Carl Zeiss Meditec is facing a new problem.

Last Updated: 13. Dezember 2023By

Uncertainty is the last thing you want in a company. Uncertainty about management or uncertainty about products are just two examples I have picked out for you. But the most serious is certainly the uncertainty about future earnings. It represents the most serious form of uncertainty. Stock prices simply do not get going until investors do not know in which direction the profits are developing.

Carl Zeiss Meditec releases guidance Fortunately, the medical technology company Carl Zeiss Meditec has now for the new financial year 2023/24 for the first time removed the uncertainty about future earnings. And they have released a guidance – this is how institutional investors refer to the expectations of the board regarding future earnings development.

According to this, a stable result before interest and taxes (EBIT) is expected for 2023/24. While the EBIT is expected to develop weakly in the first half of the financial year, the EBIT and EBIT margin should exceed the previous year’s level in the second half.

No hurricane over China Before this announcement, as I said, there was uncertainty. Some analysts, such as Stifel analysts, wanted to have identified a „perfect storm“ that would break over Carl Zeiss Meditec.

This had its origin in China, an important sales market for a company specializing in eye lasers and lenses and devices for microsurgery. Here Carl Zeiss Meditec must reduce its stock levels, which the company had increased during the Corona pandemic in order to remain capable of delivery in the event of further lockdowns. This should now lead to burdens in the mid double-digit million euro range.

Share rises significantly Because the financial director of the company has confirmed that the stock reduction should be completed by the end of the first half, the investors were very relieved. As I said, investors avoid uncertainty like the devil avoids holy water.

This was immediately evident on the stock charts. More than 8 percent, the share price rose yesterday and could thus further distance itself from the lows of October this year, when the share was quoted at 75 euros. Just under 94 euros investors have to pay for a share this morning, which in comparison to the highs, when the paper was quoted at almost 200 euros, still offers considerable stock potential.

Is the premium justified?
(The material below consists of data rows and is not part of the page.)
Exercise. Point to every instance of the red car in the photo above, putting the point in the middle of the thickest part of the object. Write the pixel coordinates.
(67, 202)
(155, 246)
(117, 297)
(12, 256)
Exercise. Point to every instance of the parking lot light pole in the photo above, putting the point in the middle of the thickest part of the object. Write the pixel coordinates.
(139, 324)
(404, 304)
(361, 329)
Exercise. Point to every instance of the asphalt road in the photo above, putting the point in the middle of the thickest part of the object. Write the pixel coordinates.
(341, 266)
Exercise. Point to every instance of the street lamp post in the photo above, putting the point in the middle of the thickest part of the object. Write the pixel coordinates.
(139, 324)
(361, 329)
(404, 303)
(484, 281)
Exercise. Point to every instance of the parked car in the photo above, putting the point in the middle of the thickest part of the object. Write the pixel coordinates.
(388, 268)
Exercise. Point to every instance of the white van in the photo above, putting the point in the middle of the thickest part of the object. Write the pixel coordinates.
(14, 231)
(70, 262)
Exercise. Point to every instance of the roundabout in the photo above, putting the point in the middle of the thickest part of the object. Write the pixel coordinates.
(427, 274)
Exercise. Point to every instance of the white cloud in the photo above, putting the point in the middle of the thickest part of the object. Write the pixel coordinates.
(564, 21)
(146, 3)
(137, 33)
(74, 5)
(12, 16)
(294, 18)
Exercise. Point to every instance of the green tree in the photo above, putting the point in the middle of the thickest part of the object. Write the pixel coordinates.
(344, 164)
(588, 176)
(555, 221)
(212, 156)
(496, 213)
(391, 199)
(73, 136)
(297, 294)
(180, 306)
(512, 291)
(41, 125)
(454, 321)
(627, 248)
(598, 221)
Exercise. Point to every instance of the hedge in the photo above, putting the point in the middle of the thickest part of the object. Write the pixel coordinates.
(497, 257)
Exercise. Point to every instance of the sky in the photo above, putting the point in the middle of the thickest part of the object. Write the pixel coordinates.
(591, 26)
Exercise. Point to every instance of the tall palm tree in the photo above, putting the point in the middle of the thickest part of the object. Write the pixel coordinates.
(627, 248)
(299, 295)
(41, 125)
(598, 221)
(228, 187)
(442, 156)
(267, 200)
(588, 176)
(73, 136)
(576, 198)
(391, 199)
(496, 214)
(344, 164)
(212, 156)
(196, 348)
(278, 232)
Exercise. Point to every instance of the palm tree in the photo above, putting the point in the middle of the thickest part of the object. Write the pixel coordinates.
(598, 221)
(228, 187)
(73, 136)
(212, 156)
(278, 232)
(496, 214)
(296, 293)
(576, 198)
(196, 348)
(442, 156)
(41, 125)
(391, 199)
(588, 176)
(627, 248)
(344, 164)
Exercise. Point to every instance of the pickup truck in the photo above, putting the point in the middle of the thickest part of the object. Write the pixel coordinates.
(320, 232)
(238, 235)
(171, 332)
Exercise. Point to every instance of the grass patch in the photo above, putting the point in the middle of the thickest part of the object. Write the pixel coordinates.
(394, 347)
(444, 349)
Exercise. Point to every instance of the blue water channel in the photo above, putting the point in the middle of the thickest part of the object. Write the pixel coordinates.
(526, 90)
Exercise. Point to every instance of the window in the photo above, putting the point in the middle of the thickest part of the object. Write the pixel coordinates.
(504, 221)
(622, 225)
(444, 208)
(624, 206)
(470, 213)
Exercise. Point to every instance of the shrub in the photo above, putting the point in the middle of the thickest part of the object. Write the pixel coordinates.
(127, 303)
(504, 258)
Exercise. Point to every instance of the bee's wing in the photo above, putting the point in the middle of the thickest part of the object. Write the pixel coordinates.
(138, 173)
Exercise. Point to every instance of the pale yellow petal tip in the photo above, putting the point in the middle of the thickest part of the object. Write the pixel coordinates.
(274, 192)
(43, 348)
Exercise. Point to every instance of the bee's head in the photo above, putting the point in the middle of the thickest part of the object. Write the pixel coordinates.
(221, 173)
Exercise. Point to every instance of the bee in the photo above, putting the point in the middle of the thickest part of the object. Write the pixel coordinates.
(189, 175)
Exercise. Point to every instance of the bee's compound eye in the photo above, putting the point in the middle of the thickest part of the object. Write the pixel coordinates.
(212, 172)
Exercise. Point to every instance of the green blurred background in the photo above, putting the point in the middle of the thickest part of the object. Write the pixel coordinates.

It seems so, but if you look at the valuation of the stock, you might worry. Currently, the stock is traded with a price-earnings ratio of 35.4 – based on the profit estimates for this financial year. Such a premium may have been justified because the company is investing heavily in research and development and resulting new products.

Whether such a premium is still justified is questionable: after all, profit has declined in the past financial year and only stagnation of profit is expected for the current one.

Investors should be more cautious This means: the uncertainty may have been removed, but now the high stock valuation could be a problem – another kind of uncertainty. No, 2024 will certainly not be easy for the shareholders of Carl Zeiss Meditec.